A l’appui de sa demande l’employeur produit une attestation testimoniale de B.) déclarant qu’en date du 23 avril 2015 à 15.17 heures A.) lui a remis le véhicule 5008 immatriculé YV6380 sur lequel l’intimé avait remplacé les freins ; qu’au moment où Monsieur B.) a voulu freiner, il n’y avait pas de pression de freinage, de sorte que le véhicule ne s’est pas arrêté et qu’il a heurté la porte du garage.
Or, même à supposer que A.) ait en date du 23 avril 2015 oublié de « mettre le circuit de freinage » du véhicule accidenté «en pression», il n’est pas établi que la faute lui reprochée constitue une faute grave de nature à rompre immédiatement et irrévocablement la confiance de l’employeur et rendant impossible la continuation des relations de travail, ceci notamment au vu du fait que A.) a une ancienneté de services de près de trente ans auprès de la société SOC1.).
C’est dès lors à juste titre que la présidente du tribunal du travail a retenu qu’il n’est pas établi que la mise à pied a une apparence de régularité et qu’elle a fait droit à la demande de A.) en maintien du salaire.
L’ordonnance du 14 juillet 2015 est partant à confirmer et la demande de l’employeur en restitution des salaires touchés par A.) est à rejeter.
Les indemnités de procédure L’appelante réclame une indemnité de procédure de 1.000 € pour l’instance d’appel. A.) sollicite un montant de 1.500 € sur base de l’article 240 du nouveau code de procédure civile. La demande de l’appelante qui perd le procès et qui est condamnée aux dépens doit être rejetée.
5 Eu égard à l’issue du litige, il est inéquitable de laisser à sa charge exclusive les frais non compris dans les dépens que le salarié a exposés pour obtenir gain de cause.
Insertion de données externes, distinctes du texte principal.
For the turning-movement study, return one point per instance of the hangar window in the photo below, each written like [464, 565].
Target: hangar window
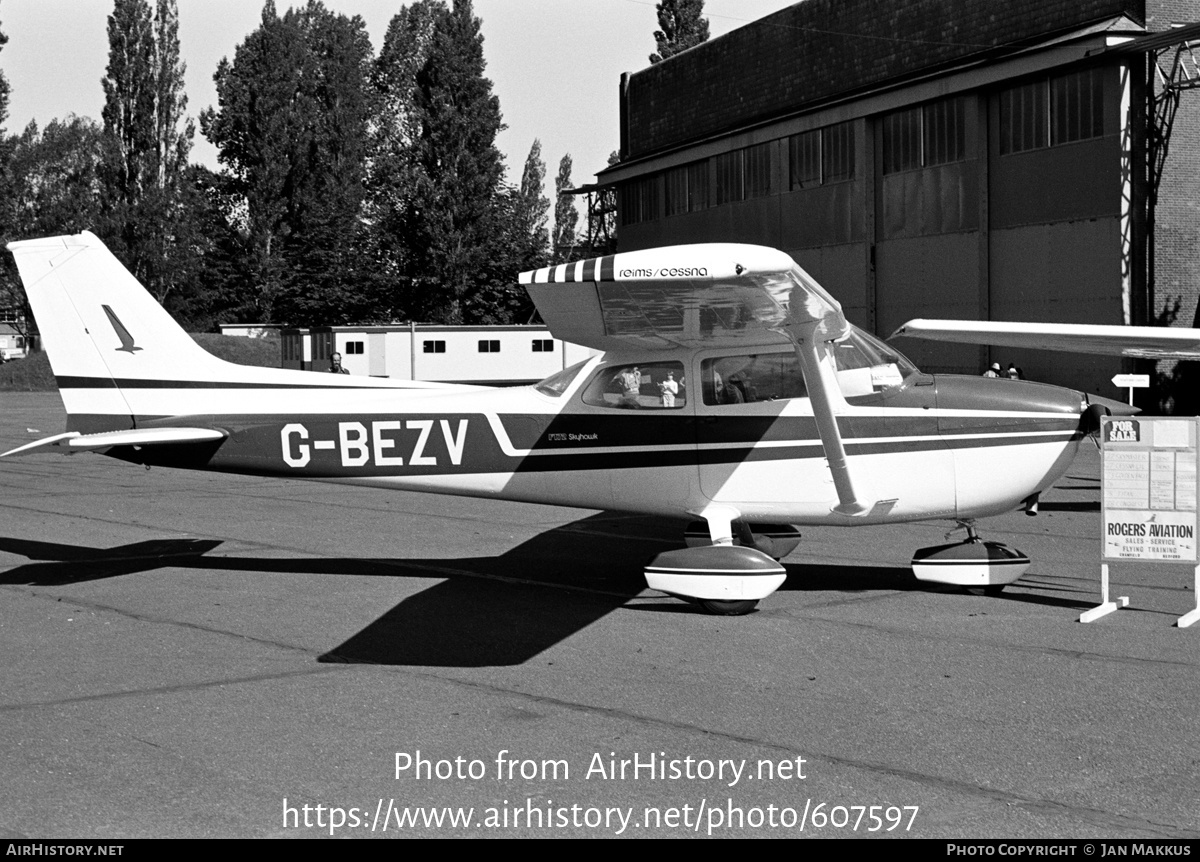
[677, 191]
[640, 201]
[697, 186]
[804, 160]
[653, 385]
[933, 133]
[756, 161]
[1077, 106]
[838, 153]
[1050, 112]
[901, 141]
[1024, 118]
[945, 131]
[825, 155]
[729, 178]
En tenant compte de l’envergure de l’affaire, il convient de lui allouer une indemnité de procédure de 1.500 € pour l’instance d’appel.
PAR CES MOTIFS:
la Cour d’appel, huitième chambre, siégeant en matière de droit du travail, statuant contradictoirement, sur le rapport de Madame Monique FELTZ, premier conseiller,
reçoit l’appel ;
le dit non fondé ;
confirme la décision entreprise ; rejette la demande de la société à responsabilité limitée SOC1.) en restitution des salaires touchés par A.) et celle basée sur l’article 240 du nouveau code de procédure civile ; condamne la société à responsabilité limitée SOC1.) à payer à A.) une indemnité de procédure de 1.500 € ; condamne l’appelante à tous les frais et dépens de l’instance d’appel et en ordonne la distraction au profit de Maître Julio STUPPIA. La lecture de cet arrêt a été faite à l’audience publique indiquée ci-dessus par M. Étienne SCHMIT, président de chambre, en présence de M. Alain BERNARD, greffier.